Sto provando Ommwriter, seguendo il consiglio di Cecilia Sardeo. Devo dire che il primo approccio è positivo, anche se ho scelto una musica che mi fa pensare a un funerale: insomma, suona a morto!

Detto questo, trovo l’applicazione decisamente utile, pulita, in full screen, quindi che toglie ogni tipo di distrazione.

La musica? La musica si può scegliere e infatti adesso la cambio… 😀

La traccia numero 3 mi sembra decisamente più adeguata sia al tipo di lavoro che devo fare che al mio umore.

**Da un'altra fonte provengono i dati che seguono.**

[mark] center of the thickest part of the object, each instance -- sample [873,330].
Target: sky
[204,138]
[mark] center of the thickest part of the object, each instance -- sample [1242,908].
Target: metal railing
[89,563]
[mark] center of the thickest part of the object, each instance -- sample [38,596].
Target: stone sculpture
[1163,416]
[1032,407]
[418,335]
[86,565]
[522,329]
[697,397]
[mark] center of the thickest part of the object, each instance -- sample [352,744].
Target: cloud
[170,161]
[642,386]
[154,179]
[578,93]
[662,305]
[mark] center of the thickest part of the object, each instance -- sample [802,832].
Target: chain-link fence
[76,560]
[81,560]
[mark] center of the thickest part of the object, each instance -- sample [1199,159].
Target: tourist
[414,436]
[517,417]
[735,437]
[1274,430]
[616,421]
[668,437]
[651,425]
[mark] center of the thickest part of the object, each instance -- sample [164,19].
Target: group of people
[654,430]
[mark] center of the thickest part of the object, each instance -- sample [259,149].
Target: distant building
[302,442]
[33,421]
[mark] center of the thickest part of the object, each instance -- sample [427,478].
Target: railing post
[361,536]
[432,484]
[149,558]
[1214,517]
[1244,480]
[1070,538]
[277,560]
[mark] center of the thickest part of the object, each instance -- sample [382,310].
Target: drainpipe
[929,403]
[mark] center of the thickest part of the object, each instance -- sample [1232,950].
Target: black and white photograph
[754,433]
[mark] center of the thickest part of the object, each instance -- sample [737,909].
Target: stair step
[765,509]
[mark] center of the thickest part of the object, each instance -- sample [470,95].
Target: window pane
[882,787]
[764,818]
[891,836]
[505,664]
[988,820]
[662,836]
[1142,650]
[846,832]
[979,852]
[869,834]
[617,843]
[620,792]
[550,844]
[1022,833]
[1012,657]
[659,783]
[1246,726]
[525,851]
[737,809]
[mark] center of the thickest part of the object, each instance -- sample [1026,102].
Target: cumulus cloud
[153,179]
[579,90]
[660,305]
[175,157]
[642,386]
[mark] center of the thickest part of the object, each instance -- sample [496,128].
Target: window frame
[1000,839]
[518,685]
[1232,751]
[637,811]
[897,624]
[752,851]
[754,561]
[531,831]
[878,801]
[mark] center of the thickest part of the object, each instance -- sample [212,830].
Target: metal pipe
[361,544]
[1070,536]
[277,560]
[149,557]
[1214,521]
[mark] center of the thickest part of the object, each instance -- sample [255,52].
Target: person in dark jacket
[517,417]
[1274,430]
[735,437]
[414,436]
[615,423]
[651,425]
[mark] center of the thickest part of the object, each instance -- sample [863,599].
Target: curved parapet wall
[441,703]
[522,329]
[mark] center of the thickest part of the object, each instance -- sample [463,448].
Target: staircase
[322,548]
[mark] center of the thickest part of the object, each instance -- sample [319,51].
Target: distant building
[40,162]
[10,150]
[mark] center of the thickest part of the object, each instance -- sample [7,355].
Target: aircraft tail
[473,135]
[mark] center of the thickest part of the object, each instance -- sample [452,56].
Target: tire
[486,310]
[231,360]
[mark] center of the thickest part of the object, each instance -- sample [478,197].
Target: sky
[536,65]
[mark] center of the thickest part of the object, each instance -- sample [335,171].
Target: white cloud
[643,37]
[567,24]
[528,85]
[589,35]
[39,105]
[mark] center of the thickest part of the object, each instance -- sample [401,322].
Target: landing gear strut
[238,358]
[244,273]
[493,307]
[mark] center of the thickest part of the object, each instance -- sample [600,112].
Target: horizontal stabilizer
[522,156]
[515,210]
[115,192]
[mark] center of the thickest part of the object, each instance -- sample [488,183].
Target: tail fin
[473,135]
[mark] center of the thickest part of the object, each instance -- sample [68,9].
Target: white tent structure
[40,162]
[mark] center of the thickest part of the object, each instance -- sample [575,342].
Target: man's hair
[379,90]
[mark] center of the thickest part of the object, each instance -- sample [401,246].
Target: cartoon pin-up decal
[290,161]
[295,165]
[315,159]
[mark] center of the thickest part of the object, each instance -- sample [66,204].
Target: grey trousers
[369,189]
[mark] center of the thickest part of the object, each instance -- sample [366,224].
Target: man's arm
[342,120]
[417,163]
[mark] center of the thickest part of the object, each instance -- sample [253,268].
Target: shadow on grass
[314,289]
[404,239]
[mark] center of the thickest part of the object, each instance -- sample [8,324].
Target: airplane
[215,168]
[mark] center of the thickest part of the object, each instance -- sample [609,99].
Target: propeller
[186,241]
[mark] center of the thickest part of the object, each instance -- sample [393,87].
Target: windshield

Bene, adesso l’unica cosa su cui devo concentrarmi è la scrittura: la scrittura vera, quelle che ti porta da qualche parte, quella che ti fa sentire bene. Non che solitamente io non scriva: scrivo moltissimo, scrivo per lavoro, scrivo per la gente e anche per i tanto amati motori di ricerca, ma il mio desiderio è un altro: voglio scrivere per me, voglio scrivere di me.

Non so se a voi è mai capitato: scrivere tanto, anzi, tantissimo per gli altri e rimanere con quella voglia, quel retrogusto amaro che ti fa credere di non aver scritto niente. Come se mancasse sempre qualcosa.

E qualcosa manca: manca il mio e-book, quell’e-book al quale lavoro da tanto tanto tempo e che non riesce a vedere la luce. Quell’e-book che è nato come fosse una idea di marketing vincente e che è rimasto sepolto dai tasti, dalle lettere scritte a caso, dalla Seo, dalla tastiera troppo piccola per scrivere tutto quello che vorrei scrivesse.

E intanto scrivo qui, su Ommwriter e mi sento bene. Mi sento tranquilla, come liberata dagli impegni, dalle menzioni, dai ‘mi piace’ su Facebook che comunque, nonostante mi riproponga sempre di non guardare, è eternamente aperto! Così come ho eternamente aperto Twitter, e non solo uno, Hootsuite e non so più quanti altri preferiti. Ah, per i più curiosi: sì, lavoro con due browser 😀

Tornando al Ommwriter, come lo definisco? Rilassante, pulito, essenziale, in una unica parola: utilissimo. Ti permette di concentrarti solo su quello che devi fare, senza interruzioni, senza mail, senza orologio. Perfetto per chi, come me, è una maga nell’arte del cazzeggio.

E poi questa musica dolce, calma, quasi New age, mi mette di buon’umore, mi fa sentire rilassata, parte integrante della tastiera, del monitor, del mondo. Del mio mondo. Del mondo di una mamma che cerca di realizzarsi nel lavoro, alternando qualche caduta a piccoli successi, alternando la conoscenza di se a quella degli altri, imparando a costruire qualcosa, qualcosa che regga, che dia credibilità.

Insomma, lo scopo di questo post era quello di recensire Ommwriter, ma alla fine non è altro che l’ennesima lettera di sfogo a me stessa, l’ennesima lettera di sfogo che vuol e deve essere condivisa, per sapere se là, fuori da queste righe, dall’altra parte d’Italia, dietro a qualche schermo, c’è un’altra mamma che lavora come me, da casa, con la scrivania in cucina e che gira il sugo mentre parla su Skype. E so che c’è…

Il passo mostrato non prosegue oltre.